And the kinds of patients he attracted in the HIV epidemic were similar patients. They tended to be well educated, well moneyed, empowered. Now, they happened to be gay men, but they could have easily been matrons from a fancy neighborhood. So it would have been, in my mind, unthinkable for Marcus to pick up things and move to General. I think that would have been saying--


Hughes

Donald started at UCSF and moved over to San Francisco General. Volberding was always at San Francisco General, in terms of his position as head of the Division of Oncology, although--


Lewis

He had done his residency at UC, hadn't he?


Hughes

Not his residency, but a fellowship. Why were they willing to work at a county hospital?


Lewis

Well, think about it a little. Paul was young. He was new at his practice. He wasn't established. He didn't have well-known credentials, where Marc had national connections in the dermatology field. The General is a kind of high-power, high-energy place that young physicians often enjoy. They feel altruistic. You give a lot of yourself; you put in incredible hours. His wife, Molly [Cooke], was over there.

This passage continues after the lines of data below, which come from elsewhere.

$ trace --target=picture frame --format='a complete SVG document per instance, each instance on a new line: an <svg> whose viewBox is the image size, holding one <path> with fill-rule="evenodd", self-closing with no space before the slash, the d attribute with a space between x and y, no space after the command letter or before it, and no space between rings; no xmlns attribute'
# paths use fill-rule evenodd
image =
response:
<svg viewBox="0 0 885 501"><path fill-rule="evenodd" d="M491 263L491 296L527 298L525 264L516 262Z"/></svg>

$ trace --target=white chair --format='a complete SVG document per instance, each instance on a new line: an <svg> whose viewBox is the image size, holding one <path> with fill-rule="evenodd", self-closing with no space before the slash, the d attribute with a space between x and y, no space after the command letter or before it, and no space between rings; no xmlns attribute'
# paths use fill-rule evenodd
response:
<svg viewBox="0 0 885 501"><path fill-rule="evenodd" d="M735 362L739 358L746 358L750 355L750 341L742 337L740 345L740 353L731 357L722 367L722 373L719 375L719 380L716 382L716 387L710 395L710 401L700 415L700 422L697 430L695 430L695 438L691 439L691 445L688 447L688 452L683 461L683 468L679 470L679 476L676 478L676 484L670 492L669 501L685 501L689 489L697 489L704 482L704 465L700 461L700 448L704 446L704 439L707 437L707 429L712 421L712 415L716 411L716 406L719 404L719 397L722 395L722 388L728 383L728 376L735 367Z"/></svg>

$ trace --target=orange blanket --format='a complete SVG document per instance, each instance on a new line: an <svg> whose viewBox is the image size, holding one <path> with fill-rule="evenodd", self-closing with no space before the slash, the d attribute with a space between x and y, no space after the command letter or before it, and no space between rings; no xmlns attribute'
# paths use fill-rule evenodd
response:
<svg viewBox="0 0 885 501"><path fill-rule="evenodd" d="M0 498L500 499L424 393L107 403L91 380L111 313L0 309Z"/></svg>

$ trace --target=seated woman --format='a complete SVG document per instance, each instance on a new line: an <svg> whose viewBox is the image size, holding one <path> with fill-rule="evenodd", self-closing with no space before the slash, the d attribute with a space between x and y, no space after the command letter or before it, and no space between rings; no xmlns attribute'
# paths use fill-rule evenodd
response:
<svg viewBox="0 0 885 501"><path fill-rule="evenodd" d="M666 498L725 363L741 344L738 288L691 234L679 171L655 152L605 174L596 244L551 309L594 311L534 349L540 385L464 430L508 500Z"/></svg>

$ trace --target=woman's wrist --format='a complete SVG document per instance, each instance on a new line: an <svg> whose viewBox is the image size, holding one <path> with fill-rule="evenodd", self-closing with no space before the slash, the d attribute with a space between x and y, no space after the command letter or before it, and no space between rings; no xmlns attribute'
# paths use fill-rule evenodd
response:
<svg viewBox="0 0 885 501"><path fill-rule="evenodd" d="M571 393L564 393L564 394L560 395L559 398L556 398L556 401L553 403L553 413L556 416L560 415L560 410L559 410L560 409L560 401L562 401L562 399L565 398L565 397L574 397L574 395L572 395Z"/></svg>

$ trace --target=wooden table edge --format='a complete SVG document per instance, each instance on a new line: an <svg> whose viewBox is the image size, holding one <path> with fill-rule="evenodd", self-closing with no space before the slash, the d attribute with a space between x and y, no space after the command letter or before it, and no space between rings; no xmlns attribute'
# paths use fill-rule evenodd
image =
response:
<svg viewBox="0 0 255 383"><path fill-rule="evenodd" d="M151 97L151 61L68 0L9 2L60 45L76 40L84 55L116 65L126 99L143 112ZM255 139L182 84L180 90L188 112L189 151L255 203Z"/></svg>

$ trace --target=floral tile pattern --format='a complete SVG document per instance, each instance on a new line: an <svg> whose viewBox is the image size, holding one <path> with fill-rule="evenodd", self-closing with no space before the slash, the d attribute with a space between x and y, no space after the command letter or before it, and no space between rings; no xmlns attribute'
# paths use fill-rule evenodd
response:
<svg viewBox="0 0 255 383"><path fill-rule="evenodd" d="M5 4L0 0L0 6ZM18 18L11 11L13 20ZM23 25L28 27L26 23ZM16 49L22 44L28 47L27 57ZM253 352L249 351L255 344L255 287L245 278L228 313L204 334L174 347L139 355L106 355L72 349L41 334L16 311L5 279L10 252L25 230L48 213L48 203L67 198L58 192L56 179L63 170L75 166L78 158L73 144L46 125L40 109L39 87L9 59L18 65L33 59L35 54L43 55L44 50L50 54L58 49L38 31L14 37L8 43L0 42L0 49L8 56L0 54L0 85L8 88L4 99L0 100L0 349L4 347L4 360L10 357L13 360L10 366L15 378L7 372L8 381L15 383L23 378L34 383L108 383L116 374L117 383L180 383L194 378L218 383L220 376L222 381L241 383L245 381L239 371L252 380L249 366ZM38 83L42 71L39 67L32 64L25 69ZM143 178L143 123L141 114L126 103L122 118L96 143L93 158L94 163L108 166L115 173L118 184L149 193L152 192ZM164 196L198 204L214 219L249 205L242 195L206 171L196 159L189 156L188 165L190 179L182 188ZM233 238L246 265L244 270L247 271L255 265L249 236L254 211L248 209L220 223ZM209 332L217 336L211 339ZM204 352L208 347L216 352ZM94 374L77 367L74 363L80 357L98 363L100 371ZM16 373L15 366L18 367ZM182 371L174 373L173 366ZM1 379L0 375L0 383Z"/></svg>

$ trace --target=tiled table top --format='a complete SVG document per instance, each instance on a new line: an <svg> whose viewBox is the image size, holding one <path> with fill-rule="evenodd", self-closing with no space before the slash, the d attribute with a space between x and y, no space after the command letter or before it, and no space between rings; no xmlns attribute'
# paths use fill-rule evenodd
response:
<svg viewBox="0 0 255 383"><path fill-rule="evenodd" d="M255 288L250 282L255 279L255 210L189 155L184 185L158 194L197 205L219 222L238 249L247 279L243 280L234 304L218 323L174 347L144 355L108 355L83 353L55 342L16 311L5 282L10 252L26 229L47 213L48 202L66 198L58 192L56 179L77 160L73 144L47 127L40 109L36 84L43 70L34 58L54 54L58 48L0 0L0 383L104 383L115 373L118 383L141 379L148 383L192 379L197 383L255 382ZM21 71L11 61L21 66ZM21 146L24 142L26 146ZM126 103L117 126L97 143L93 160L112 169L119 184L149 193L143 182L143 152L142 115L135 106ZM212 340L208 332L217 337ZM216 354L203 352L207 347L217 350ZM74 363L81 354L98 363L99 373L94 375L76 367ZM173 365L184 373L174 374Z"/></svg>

When I was a young nurse, I wanted to be in a big hospital. I wanted to be in a county hospital. I wanted to give to people. As you mature and as your practice grows, your focus changes. Marc had already gone through that early time in his life, and would, I think, have had no interest in going to General. Now, I don't know any of that to be a fact. It's just my assumption. I can see that it would be very exciting for Paul. He was a young physician. He got the opportunity to be head of oncology for a county hospital in one of the major metropolitan areas in the United States. It was very prestigious, I would assume, to have that position. And then all that evolved afterwards, of course, far exceeded his expectation. I've heard him and Molly talk about that at different times. They had no idea what life was going to hold for them.



160

Potential Career Risks

Hughes

Did the physicians involved with the epidemic in the early years feel that they were taking a risk in terms of their own careers? It could have been for many reasons. First, it was a stigmatized disease--


Lewis

That's it. That's the major thing. When you had a physician come speak, there would be some mention within the first three minutes of his wife and children.


Hughes

"I'm not one of them."


Lewis

Exactly. They did a great deal of distancing of themselves. It would be worked in very casually--


Hughes

But the point was there.


Lewis

Yes. So I think that piece they saw as potentially damaging.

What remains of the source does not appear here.